Elle rappelle que les relations tuniso‑italiennes reposent sur des liens historiques profonds, une proximité géographique et des affinités culturelles en Méditerranée. Elles ont connu récemment un essor qualitatif, avec une diversification tangible des échanges dans des secteurs clés : économie, investissement, commerce, énergie, culture, enseignement supérieur et recherche. Cette dynamique a hissé la coopération bilatérale à un niveau d’exception, fondé sur le dialogue, le respect mutuel et des projets à forte valeur ajoutée.

Elle souligne lors de son allocution que la Tunisie complète actuellement l’élaboration de son plan quinquennal 2026‑2030, fruit d’une démarche ascendante et participative, de la localité jusqu’au niveau national. Ce plan vise à instaurer un modèle de développement équitable et résilient, appuyé sur un cadre institutionnel rénové et des priorités nationales claires. L’État s’emploie à améliorer le climat des affaires : modernisation du cadre législatif et institutionnel de l’investissement, simplification et digitalisation des procédures, amélioration des services publics, accès facilité aux fonciers d’investissement, formation professionnelle adaptée, et modernisation des infrastructures portuaires, douanières et logistiques.

Elle ajoute lors de son allocution que la coopération tuniso‑italienne se traduit déjà par des avancées concrètes. L’Italie demeure un investisseur majeur en Tunisie, notamment dans le secteur énergétique, et se classe au troisième rang des partenaires pour les IDE, avec plus de 1 072 entreprises à participation italienne et un stock d’investissement estimé à environ 3,7 milliards de dinars. Les échanges commerciaux ont atteint près de 20,5 milliards de dinars en 2025, poursuivant une croissance  +8% sur les quatre premiers mois de 2026 par rapport à la même période de 2025. Le tourisme illustre aussi ce partenariat : plus de 160 000 visiteurs italiens ont séjourné en Tunisie en 2025.

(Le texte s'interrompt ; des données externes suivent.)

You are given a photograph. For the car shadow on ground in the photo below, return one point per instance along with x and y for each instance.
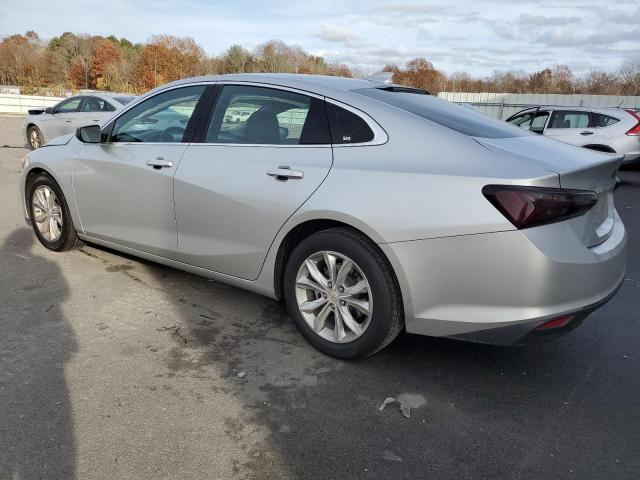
(36, 433)
(477, 410)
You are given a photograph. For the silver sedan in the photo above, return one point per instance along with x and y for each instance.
(368, 208)
(41, 125)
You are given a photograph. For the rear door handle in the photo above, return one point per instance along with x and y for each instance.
(285, 173)
(159, 163)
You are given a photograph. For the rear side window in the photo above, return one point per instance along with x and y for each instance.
(95, 104)
(252, 115)
(347, 127)
(68, 106)
(569, 119)
(602, 120)
(447, 114)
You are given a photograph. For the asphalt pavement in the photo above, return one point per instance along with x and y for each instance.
(114, 367)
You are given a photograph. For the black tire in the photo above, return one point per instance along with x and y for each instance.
(68, 239)
(38, 133)
(387, 316)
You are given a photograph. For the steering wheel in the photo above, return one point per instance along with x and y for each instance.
(169, 135)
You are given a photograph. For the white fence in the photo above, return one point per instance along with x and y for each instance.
(503, 105)
(19, 104)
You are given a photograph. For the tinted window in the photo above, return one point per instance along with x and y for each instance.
(568, 119)
(602, 120)
(68, 106)
(161, 118)
(95, 104)
(455, 117)
(258, 115)
(347, 127)
(124, 99)
(522, 121)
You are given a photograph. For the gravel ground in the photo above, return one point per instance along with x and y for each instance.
(113, 367)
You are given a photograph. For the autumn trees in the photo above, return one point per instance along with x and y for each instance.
(72, 61)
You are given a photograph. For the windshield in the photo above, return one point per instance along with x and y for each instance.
(464, 120)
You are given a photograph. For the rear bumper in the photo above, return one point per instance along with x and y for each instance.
(499, 287)
(630, 158)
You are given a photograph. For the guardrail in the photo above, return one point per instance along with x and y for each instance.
(19, 104)
(503, 105)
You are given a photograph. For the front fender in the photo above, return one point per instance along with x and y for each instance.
(57, 162)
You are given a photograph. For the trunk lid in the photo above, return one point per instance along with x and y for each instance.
(577, 168)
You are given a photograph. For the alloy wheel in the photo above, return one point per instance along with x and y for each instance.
(47, 213)
(34, 138)
(334, 296)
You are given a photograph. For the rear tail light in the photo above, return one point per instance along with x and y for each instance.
(527, 207)
(556, 323)
(635, 130)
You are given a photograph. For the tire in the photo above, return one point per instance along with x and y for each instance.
(34, 137)
(56, 207)
(368, 267)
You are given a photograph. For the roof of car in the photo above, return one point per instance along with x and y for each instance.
(320, 84)
(610, 110)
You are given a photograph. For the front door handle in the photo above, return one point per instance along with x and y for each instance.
(159, 163)
(285, 173)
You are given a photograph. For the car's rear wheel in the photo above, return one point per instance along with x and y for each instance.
(342, 294)
(50, 215)
(36, 140)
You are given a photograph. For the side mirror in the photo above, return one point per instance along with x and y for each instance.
(89, 134)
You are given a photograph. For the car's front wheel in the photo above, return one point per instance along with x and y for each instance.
(342, 294)
(50, 215)
(34, 135)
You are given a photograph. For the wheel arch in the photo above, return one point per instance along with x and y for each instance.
(33, 171)
(298, 232)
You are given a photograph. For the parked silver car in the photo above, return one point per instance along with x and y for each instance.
(367, 207)
(612, 130)
(44, 124)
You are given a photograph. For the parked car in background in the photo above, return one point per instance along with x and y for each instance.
(42, 125)
(612, 130)
(368, 208)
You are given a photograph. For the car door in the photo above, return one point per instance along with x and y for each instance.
(124, 186)
(571, 126)
(60, 122)
(239, 182)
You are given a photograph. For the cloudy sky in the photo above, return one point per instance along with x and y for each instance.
(475, 36)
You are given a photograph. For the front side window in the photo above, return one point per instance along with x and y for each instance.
(522, 121)
(162, 118)
(257, 115)
(568, 119)
(68, 106)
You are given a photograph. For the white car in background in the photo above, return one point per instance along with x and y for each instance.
(42, 125)
(612, 130)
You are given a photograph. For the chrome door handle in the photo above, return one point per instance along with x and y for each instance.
(285, 173)
(159, 163)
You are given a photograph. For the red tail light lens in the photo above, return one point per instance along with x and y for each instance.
(556, 323)
(527, 207)
(635, 130)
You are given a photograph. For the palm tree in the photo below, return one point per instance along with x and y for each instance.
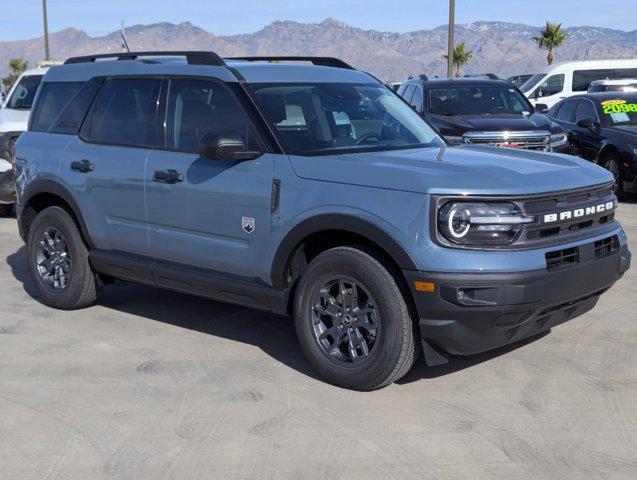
(461, 57)
(550, 38)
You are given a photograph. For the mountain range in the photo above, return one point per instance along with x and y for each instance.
(499, 47)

Au‑delà des chiffres, des projets structurants témoignent de l’ambition commune : le projet de ligne électrique ELMED, mené par la Société tunisienne de l’électricité et du gaz et TERNA, constitue la première interconnexion directe entre l’Afrique du Nord et l’Europe, renforçant la sécurité énergétique et favorisant le déploiement des énergies renouvelables. Le projet TANIT, intégré au plan Mattei pour l’Afrique, illustre par ailleurs une coopération dans les secteurs de l’agriculture et de l’eau, fondée sur le partage d’expertise et le développement durable.

Malgré ces avancées, le potentiel de la relation bilatérale reste sous‑exploité. Ce forum doit servir de passerelle pour identifier de nouvelles opportunités d’investissement notamment dans les énergies renouvelables, l’industrie des composants automobiles, les technologies de l’information et de la communication, et l’économie numérique. La stratégie nationale de l’industrie et du renouvellement à l’horizon 2035 vise à moderniser la gouvernance industrielle, promouvoir l’innovation et renforcer les pôles technologiques, facilitant l’intégration des entreprises tunisiennes dans les chaînes de valeur mondiales.
Nos priorités incluent la montée en valeur ajoutée de l’industrie  mécanique, électronique, composants automobiles et aéronautiques, industries pharmaceutiques, agroalimentaires, chimiques, technologies environnementales, économie bleue et services numériques — ainsi que le soutien aux PME par des incitations à la modernisation et à l’intégration régionale.
La Tunisie et l’Italie partagent aussi des enjeux environnementaux communs : gestion des ressources naturelles, sécurité alimentaire, lutte contre l’érosion côtière et la pollution marine, adaptation agricole aux changements climatiques et préservation de la biodiversité méditerranéenne. La coopération bilatérale peut produire des solutions innovantes, depuis la gouvernance de l’eau jusqu’à l’économie bleue et la modernisation des filières agricoles.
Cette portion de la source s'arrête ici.